Terrorizing Our Rights

We're told to be on the lookout for terrorists -- and it was an alert street vendor who noticed the bomber's car in Times Square -- but we must be alert as well to overreacting to our fears. The Clinton administration ordered the closing of Pennsylvania Avenue in front of the White House, making it a parking lot for the Secret Service, and the ignominy of such a surrender was passively accepted as the price of life in Washington. So are the ugly barriers around such national icons as the Jefferson Memorial and the Washington Monument.

The newest affront is the most symbolic. The Supreme Court itself ordered the front doors of that sunlit white marble monument to justice closed. Visitors now must use a side entrance, deprived of walking up the majestic 44 steps to the bronze doors under the promise, engraved in marble, of "Equal Justice Under the Law." The architectural metaphor for access to equal justice under the law is narrowed as a visitor enters on a lower level and mounts a dreary staircase, an exercise in political paranoia rather than pride in transparent justice.

A decade ago, the Council on American Islamic Relations (CAIR), a shrill advocacy group, demanded that an image of Muhammad be erased from a marble frieze on the facade of the building, where it honored the prophet as one of the 18 lawgivers in the court's pantheon of justice. CAIR objected because the prophet was depicted with a sword. The court refused then, but surrenders to fear this time. Only two of the nine justices dissented from the court's scurrying to security behind new, bigger and uglier barriers.

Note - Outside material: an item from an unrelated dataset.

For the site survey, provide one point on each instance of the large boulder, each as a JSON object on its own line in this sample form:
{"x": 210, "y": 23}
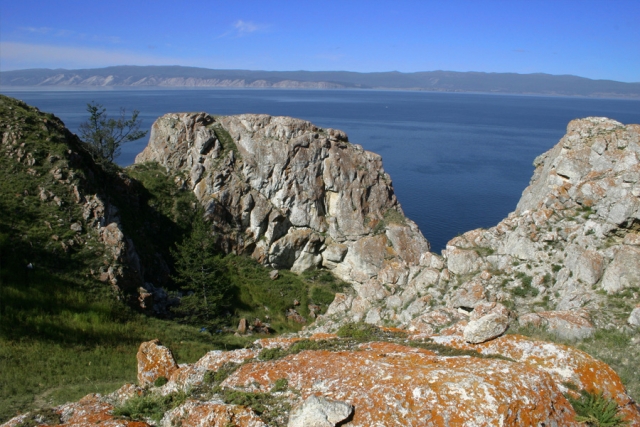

Justices Stephen Breyer and Ruth Bader Ginsburg understand the significance of the closure. Taking note that no other court in the world has succumbed to fear, even when facing "security concerns equal to or greater than ours," they wrote that "the significance of the Court's front entrance extends beyond its design and function. To many members of the public, this Court's main entrance and front steps are not only a means to, but also a metaphor for, access to the Court itself."

I couldn't have said it better myself.